Research carried out by the University’s Tizard Centre in conjunction with Mental Health Europe highlights ongoing human rights violations and charts possible future changes in European mental health systems.
The report, which provides data across 35 countries as well as personal testimonies about European mental health systems, shows that institutional care, the use of coercion, forced medication, loss of rights and reliance on involuntary hospitalisation of people living with mental ill health is widespread across Europe.
Countries including France, Belgium, Ireland, the Netherlands, Portugal, and Germany, as well as those in central and Eastern Europe, still have mental health systems where treatment relies too much on confinement and where tens of thousands of people with mental health problems are still living in closed institutions. Trends like austerity and migration were also issues that impacted upon services.

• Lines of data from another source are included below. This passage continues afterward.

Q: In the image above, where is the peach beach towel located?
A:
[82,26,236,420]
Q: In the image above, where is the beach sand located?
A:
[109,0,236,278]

The study, funded by the Open Society Mental Health Initiative, suggests that although the state of mental health care remains uneven across Europe, potentially promising reforms on legal capacity, guardianship laws and on the transition from institutions to community based-services are being implemented.
The report, entitled Mapping and Understanding Exclusion in Europe, features research from Kent’s Dr Agnes Turnpenny, Gabor Petri and Professor Julie Beadle-Brown. Professor Beadle-Brown explained that a unique feature of the study was in the voice it gives to people who have been forcibly treated.
The chapter of the report dealing with this ‘helps people understand what forced treatment can do to a person, how isolating those experiences can feel and how it can impact upon their recovery’, she said.